Le père André avait l'air d'être là pour un moment et je suis descendu dans la rue aux nouvelles, à cause d'une sale histoire qui était arrivée. Les mecs, pour l'héroïne, disent tous «la merde» et il y a eu un môme de huit ans qui avait entendu que les mecs se faisaient des piqûres de merde et que c'était le pied et il avait chié sur un journal et il s'était foutu une piqûre de vraie merde, croyant que c'était la bonne, et il en est mort. On avait même embarqué le Mahoute et encore deux autre Jules parce qu'ils l'avaient mal informé, mais moi je trouve qu'ils étaient pas obligés d'apprendre à un môme de huit ans à se piquer.

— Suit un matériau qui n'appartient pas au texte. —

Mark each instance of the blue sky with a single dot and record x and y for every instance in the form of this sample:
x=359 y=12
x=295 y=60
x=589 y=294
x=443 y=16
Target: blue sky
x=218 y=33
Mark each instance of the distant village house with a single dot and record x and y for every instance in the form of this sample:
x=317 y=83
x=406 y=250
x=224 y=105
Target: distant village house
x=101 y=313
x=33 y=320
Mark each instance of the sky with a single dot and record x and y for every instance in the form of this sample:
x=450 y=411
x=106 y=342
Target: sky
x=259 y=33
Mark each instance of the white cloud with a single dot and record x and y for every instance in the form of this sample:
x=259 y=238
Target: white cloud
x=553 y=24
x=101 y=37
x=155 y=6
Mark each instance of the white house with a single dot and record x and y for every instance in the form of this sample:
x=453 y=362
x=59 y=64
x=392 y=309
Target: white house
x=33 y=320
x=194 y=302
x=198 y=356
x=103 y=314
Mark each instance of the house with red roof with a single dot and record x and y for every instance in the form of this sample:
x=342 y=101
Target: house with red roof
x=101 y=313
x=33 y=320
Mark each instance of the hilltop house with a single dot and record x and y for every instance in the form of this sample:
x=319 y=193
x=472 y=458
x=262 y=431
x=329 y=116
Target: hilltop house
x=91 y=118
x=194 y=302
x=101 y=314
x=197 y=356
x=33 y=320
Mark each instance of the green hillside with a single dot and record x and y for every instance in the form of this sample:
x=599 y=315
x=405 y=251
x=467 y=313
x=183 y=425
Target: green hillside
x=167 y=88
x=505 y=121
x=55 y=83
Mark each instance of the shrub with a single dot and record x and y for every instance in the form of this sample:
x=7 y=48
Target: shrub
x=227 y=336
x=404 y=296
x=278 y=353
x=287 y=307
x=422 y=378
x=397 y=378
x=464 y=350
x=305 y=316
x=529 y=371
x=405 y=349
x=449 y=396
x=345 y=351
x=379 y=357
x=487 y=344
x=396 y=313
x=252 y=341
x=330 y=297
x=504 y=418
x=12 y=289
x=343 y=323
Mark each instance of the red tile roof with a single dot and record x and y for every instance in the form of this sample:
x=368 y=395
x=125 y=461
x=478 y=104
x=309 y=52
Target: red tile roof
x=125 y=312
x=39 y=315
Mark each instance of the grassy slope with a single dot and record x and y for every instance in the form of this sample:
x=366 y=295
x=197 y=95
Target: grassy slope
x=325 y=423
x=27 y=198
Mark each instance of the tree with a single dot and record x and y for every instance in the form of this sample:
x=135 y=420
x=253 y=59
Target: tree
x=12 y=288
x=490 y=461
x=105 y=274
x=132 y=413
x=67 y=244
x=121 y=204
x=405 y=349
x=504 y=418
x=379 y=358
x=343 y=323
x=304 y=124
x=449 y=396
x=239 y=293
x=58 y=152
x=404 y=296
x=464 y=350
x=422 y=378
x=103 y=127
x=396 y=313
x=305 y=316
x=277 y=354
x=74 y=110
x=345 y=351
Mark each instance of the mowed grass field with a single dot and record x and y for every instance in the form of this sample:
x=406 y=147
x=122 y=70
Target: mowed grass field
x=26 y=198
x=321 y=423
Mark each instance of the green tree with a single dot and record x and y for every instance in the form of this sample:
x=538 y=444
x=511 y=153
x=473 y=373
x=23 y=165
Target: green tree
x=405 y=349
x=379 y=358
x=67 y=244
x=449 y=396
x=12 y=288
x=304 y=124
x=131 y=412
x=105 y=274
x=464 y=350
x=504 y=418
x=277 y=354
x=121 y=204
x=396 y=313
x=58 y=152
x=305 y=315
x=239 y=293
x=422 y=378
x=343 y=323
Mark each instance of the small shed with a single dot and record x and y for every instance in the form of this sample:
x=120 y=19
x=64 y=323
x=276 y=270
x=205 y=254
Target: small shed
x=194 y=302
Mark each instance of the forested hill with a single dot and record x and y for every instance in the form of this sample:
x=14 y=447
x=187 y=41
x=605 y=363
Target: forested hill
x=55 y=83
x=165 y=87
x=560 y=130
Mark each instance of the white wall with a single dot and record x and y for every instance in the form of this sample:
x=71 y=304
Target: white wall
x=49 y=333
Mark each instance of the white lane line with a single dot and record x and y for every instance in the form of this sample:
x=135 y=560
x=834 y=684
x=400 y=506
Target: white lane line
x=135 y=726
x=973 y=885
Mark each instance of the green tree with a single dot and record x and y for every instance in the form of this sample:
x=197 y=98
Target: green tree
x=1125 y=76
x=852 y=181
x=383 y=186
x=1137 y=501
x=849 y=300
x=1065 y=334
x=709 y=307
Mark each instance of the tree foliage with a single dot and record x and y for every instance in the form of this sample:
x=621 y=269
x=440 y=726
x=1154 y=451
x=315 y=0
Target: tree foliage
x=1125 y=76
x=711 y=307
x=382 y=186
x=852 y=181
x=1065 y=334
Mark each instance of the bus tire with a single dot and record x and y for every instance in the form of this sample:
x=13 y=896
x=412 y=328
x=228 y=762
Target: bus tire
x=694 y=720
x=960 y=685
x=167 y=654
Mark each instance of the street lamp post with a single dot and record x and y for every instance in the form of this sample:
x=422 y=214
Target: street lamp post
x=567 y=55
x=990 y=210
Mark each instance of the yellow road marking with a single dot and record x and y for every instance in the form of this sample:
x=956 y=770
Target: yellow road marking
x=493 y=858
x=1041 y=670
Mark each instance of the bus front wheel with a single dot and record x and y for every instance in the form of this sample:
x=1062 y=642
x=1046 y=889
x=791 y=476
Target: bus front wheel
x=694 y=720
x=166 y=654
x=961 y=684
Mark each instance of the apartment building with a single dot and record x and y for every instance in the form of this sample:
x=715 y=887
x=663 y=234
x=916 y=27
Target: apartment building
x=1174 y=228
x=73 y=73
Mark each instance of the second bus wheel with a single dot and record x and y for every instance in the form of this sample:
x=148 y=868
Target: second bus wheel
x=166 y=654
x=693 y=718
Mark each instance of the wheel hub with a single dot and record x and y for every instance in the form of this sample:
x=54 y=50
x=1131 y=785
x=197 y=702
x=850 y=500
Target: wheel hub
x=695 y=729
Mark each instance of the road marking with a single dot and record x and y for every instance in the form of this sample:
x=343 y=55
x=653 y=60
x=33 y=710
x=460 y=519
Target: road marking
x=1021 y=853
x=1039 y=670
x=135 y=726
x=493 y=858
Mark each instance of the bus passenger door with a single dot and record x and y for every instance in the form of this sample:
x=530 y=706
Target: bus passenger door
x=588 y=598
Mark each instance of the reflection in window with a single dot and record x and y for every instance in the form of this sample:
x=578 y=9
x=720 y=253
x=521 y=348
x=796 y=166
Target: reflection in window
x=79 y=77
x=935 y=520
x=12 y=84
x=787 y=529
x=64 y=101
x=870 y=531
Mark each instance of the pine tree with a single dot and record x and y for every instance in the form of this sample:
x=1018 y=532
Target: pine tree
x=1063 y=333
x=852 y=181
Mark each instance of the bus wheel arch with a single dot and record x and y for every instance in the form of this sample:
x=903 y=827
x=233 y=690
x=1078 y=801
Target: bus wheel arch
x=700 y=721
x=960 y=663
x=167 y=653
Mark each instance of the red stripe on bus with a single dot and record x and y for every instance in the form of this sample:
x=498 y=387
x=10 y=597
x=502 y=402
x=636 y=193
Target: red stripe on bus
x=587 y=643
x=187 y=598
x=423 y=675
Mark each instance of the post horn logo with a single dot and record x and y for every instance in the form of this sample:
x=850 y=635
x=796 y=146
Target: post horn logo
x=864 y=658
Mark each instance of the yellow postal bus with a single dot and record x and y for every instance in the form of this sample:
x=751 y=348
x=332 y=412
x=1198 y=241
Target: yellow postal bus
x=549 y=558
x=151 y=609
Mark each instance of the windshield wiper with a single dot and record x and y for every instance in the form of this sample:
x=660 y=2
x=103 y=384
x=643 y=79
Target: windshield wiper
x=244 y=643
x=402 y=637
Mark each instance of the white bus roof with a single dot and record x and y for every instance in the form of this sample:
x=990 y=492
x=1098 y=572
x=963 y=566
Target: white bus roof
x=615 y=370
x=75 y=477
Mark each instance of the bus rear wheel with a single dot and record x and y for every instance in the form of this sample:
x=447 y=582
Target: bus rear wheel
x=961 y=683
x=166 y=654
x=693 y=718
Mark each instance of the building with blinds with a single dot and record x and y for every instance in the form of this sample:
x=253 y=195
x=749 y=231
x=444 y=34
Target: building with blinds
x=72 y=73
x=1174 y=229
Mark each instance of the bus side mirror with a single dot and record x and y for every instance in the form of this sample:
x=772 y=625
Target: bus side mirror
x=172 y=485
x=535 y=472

Quand je suis remonté, j'ai trouvé avec le père André le rabbin de la rue des Chaumes, à côté de l'épicerie kasher de Monsieur Rubin, qui avait sans doute appris qu'il y avait un curé qui rôdait autour de Madame Rosa et qui a eu peur qu'elle fasse une mort chrétienne. Il n'avait jamais mis les pieds chez nous vu qu'il connaissait Madame Rosa depuis qu'elle était pute. Le père André et le rabbin, qui avait un autre nom mais je ne m'en souviens pas, ne voulaient pas donner le signal du départ et ils restaient là sur deux chaises à côté du lit avec Madame Rosa. Ils ont même parlé de la guerre du Vietnam parce que c'était un terrain neutre.
Madame Rosa a fait une bonne nuit mais moi je n'ai pas pu dormir et je suis resté les yeux ouverts dans le noir à penser à quelque chose de différent et je ne savais pas du tout ce que ça pouvait être.
Le lendemain matin le docteur Katz est venu donner à Madame Rosa un examen périodique et cette fois, quand on est sorti dans l'escalier, j'ai tout de suite senti que le malheur allait frapper à notre porte.
– Il faut la transporter à l'hôpital. Elle ne peut pas rester ici. Je vais appeler l'ambulance.